2020, Czech Republic | 20min. 25s.
Quiet, dark shots of nocturnal fog, of a mine, a dump truck or a wreck, of huge earth craters and new surface contours created by excavation. Raw material extraction, economisation and exploitation of nature are the themes of this visual study. It’s accompanied by an unobtrusive, but threatening and assertive sound that underlines the mystic quality of the images. Post-industrial landscapes become post-apocalyptic. Borjana Gaković.
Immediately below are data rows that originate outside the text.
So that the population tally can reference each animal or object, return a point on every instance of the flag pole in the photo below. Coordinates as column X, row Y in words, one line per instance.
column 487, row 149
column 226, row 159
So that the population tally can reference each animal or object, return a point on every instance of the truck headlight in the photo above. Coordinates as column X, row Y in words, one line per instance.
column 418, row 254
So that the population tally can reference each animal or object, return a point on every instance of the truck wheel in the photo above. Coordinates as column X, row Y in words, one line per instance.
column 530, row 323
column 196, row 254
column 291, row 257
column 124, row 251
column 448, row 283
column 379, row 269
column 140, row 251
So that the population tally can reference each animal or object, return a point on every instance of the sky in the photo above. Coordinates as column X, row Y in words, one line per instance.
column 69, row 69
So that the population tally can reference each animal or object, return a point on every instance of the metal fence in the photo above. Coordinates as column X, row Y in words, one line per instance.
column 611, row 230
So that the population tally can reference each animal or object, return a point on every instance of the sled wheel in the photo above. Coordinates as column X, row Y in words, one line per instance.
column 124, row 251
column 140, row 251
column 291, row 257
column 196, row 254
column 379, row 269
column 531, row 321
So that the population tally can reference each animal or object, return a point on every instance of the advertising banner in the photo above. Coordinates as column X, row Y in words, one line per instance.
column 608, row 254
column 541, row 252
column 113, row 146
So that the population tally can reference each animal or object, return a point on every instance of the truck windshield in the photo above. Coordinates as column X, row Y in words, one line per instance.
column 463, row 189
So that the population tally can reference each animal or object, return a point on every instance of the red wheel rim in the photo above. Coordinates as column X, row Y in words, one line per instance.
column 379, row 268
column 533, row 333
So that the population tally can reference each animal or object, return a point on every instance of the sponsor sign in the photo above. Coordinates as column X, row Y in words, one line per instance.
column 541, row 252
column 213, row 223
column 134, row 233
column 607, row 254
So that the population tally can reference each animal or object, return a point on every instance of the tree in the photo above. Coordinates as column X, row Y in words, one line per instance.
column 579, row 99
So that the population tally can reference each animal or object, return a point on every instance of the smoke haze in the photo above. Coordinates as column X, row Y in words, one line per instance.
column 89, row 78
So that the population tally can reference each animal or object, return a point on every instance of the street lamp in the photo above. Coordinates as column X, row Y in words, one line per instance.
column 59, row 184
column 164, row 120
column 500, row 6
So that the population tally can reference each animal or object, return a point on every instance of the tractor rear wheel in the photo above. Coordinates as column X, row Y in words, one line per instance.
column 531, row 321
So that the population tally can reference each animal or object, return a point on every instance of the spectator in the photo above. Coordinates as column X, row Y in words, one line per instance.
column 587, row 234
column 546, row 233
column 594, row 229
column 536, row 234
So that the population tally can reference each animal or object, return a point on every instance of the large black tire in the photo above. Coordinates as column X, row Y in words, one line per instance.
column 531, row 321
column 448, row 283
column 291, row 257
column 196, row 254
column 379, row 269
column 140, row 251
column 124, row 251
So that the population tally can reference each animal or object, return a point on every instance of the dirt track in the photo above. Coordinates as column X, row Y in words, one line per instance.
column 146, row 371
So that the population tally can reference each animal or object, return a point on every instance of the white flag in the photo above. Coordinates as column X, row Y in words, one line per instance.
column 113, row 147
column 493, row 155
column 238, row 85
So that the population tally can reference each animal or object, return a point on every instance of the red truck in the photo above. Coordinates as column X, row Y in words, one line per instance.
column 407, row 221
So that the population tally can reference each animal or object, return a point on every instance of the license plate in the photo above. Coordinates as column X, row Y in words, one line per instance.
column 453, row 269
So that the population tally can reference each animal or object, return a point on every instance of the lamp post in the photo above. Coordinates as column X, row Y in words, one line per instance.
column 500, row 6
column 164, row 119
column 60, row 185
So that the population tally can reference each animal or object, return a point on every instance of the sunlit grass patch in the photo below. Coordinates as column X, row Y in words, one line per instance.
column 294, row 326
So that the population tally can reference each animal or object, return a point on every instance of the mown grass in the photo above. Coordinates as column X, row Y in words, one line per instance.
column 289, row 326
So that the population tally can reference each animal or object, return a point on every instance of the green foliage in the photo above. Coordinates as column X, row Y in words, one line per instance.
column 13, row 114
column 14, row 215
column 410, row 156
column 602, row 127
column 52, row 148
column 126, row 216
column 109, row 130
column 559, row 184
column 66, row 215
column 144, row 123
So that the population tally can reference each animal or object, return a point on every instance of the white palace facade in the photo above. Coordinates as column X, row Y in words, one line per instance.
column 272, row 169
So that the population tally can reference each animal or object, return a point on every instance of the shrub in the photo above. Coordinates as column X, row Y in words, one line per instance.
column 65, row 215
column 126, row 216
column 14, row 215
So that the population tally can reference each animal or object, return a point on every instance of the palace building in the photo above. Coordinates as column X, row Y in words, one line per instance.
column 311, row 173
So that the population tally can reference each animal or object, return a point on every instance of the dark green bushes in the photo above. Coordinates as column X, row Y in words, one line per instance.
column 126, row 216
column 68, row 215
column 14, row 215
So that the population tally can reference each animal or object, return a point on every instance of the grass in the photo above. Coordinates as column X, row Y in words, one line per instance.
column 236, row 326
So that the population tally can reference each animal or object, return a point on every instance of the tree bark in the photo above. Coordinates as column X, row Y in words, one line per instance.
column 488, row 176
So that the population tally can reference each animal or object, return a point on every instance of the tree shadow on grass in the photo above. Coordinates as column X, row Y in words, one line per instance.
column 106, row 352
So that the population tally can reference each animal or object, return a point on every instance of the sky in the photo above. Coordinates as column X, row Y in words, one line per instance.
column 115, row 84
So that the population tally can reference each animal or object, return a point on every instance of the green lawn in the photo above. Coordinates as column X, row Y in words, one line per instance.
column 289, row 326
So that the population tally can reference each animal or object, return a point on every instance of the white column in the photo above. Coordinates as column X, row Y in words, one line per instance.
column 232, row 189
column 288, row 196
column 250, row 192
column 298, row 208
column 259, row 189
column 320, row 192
2020, Germany | 19min. 53s.
Milano di carta
The work has been created for the IAR international video art exhibition at palazzo Fondi in Napoli, and it was filmed and produced at Via Farini – Vir artist in residency in Milano. The film wishes to investigate a potential contemporary condition of suspension in which western-society has fallen into. The artist by assembling a unique optical device has explored the microscopic dimension of billboard paper and projected it back onto its given urban environments. The result is an atmospheric work in which the micro confronts the macro in a sequence of urban projections where by means of juxtaposition of perspectives reality results as partially suspended.
2020, Italy | 7min. 20s.
Pequena Desordem Silenciosa
Small Silent Disorder
Pedro Sena Nunes
They say that every atheist prays before dying. Small Silent Disorder proposes a dreamlike awareness about where we are and where we are going, a reverberation around the most elementary sensations. A fantasized journey through a collective memory, it is witness to a confrontation between seasons and seems to search, in the midst of desolation, for an autumn that temporarily gives us hope back.